Assim nasceu Os Fantoches. A crítica, inclusive da própria Pagu, levou o autor a se mudar para São Paulo. Na capital paulista, se casou com a atriz Valderez de Barros e também viveu uma terrível onda de censura.

Plínio teve textos proibidos e seu nome na lista dos que deveriam “sumir”. Foi assim que o dramaturgo se tornou galã em Beto Rockefeller. A participação na novela tinha dois objetivos: manter Plínio vivo e alimentar sua família.

“Em 1969, as coisas já estavam muito difíceis para quem defendia a liberdade de expressão. O Plínio era uma dessas pessoas, com várias obras já censuradas”.

Além das peças, os textos escritos para o jornal também ficavam no chão da redação, desperdiçados. Já que as novelas eram quase ao vivo, os militares não podiam sumir com ele sem que o Brasil inteiro soubesse do ocorrido. Às vezes, ele ia preso, mas acabava solto no dia seguinte para gravar.

Censura no Teatro Coliseu

Apesar de viver em São Paulo, Plínio continuava com o coração e a criatividade em Santos.

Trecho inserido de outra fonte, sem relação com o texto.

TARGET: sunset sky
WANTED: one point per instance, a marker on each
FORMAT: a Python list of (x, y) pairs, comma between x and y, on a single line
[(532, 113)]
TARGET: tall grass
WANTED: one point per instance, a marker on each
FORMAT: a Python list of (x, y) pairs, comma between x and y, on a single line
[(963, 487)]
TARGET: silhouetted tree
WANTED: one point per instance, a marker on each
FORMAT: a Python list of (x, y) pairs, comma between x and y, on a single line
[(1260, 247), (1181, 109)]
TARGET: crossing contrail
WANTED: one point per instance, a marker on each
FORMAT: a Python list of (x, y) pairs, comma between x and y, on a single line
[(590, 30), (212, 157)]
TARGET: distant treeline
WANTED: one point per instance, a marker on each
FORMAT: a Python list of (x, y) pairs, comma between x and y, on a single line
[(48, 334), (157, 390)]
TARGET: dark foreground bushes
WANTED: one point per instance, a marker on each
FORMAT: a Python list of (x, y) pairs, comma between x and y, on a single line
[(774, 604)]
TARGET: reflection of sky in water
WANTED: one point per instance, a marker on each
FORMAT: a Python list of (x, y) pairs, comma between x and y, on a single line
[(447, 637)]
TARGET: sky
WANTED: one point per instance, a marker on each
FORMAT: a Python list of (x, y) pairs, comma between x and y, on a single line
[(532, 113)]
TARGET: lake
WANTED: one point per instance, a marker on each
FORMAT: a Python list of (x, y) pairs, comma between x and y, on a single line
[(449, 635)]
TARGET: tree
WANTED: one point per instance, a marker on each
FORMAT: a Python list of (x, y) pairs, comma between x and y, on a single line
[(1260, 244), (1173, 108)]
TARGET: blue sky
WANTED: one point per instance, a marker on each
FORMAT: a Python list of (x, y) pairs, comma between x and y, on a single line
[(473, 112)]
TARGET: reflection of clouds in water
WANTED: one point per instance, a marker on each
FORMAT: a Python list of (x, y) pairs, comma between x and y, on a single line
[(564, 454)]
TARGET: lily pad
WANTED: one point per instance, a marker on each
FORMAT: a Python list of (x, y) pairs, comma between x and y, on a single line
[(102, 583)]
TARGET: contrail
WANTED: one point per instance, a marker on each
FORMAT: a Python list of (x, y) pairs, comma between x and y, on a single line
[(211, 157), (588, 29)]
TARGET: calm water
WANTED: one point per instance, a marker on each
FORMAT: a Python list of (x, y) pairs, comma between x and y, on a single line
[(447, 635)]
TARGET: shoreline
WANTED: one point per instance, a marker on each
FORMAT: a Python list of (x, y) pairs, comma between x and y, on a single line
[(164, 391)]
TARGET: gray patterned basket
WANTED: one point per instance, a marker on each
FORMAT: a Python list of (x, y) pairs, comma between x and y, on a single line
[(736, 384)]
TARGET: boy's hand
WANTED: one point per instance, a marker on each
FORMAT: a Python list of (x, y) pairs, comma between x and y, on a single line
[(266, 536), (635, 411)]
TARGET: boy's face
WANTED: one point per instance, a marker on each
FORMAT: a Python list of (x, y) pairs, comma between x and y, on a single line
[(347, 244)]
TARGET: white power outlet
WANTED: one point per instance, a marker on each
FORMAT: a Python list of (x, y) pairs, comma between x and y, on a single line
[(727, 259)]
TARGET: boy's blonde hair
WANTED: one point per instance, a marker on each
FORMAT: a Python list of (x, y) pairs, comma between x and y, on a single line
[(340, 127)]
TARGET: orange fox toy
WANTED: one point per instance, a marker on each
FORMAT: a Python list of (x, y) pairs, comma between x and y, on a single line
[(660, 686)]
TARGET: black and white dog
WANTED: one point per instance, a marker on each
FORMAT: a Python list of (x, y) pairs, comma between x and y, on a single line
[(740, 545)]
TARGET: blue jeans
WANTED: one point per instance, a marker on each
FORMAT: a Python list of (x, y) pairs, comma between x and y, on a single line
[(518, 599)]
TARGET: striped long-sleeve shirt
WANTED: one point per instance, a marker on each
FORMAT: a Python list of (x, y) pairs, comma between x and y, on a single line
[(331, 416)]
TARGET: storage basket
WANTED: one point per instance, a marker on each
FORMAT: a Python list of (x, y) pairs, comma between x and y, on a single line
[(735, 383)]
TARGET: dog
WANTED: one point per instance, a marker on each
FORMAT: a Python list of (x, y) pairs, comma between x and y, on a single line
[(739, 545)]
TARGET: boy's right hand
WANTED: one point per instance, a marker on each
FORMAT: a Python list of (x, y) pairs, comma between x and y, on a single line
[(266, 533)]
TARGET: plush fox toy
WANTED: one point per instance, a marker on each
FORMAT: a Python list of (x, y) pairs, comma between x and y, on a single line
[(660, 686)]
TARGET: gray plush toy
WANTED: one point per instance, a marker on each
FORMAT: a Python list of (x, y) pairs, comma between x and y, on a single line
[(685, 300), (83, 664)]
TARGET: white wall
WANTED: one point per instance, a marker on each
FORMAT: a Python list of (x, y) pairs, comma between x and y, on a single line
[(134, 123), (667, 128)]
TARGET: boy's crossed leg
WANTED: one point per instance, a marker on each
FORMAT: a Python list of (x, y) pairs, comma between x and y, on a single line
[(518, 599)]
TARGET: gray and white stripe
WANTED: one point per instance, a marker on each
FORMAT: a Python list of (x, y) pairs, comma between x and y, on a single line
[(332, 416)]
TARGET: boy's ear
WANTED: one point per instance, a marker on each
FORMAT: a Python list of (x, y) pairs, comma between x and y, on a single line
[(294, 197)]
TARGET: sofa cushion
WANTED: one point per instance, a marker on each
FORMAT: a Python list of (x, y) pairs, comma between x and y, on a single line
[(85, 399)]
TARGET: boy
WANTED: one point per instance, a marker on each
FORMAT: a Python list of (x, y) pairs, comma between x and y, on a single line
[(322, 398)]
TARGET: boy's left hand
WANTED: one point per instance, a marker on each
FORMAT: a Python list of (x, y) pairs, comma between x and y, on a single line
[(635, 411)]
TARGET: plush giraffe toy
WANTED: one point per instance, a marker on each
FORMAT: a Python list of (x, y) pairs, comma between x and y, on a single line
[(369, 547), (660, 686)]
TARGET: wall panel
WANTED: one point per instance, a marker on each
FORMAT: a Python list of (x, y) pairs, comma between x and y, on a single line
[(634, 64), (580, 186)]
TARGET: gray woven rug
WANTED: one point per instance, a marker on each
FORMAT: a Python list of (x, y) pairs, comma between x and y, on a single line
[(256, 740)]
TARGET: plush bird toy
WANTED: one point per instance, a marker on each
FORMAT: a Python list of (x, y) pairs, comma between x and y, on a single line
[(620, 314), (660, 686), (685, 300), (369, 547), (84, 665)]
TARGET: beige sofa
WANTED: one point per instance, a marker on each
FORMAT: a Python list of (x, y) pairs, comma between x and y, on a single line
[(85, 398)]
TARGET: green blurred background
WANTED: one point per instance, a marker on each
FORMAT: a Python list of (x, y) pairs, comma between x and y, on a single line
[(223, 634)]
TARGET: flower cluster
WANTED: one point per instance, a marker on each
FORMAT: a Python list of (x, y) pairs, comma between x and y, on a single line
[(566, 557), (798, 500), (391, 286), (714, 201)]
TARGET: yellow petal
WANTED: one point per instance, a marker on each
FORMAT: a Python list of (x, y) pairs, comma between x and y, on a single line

Assim, ele escreveu Querô, história que acontece na região da Bacia do Mercado e que cita, entre outras coisas, a Igreja do Valongo. Anos depois, em Dois Perdidos em uma Noite Suja, o mercado aparece de novo. Aliás, esse texto sofreu censura durante uma leitura no Teatro Coliseu, aqui em Santos.

“A polícia chegou falando que não podiam fazer a apresentação. Mas o Plínio insistiu, disse que era santista e que ia fazer sim. Mandou buscar reforços”.

Enquanto a polícia ia em busca de ajuda, Plínio e uma turma de santistas fechou o teatro e colocou reforço nas portas, de modo a dificultar a entrada. A leitura foi feita, mas o santista saiu preso, mais uma vez, ao final do espetáculo.

Em crônica publicada anos depois, o santista relatou o ocorrido:

“Quando fui apresentar Dois perdidos foi aquela cascata. As autoridades não queriam de jeito nenhum deixar meu recado ser encarado no palco do Coliseu. O povão, meu povão, estava firme lá. Duas mil pessoas para ver o seu artista. Meu Deus, que coisa linda (…)”.

A vida do Plínio Marcos em Santos

Existem em Santos e nas obras de Plínio Marcos muitas outras similaridades.

Todas elas foram contadas por Kiko de Barros, no Rolê nas Quebradas, durante o FESTA61. O passeio, do qual o Juicy Santos participou, funcionou como uma aula.

E teve como espectador casual um jovem vendedor de balas que caminhava com destino às catraias e decidiu se morar por ali. Ouviu a leitura e seguiu em direção ao barulho ensurdecedor daquela região.

juicysantos.com.br - Plinio Marcos em SantosImagem: Rodrigo Montaldi/ Festa61

Ele não sabia quem era Plínio Marcos. Não imaginava, mas já fora ilustrado pelo autor que o emocionou.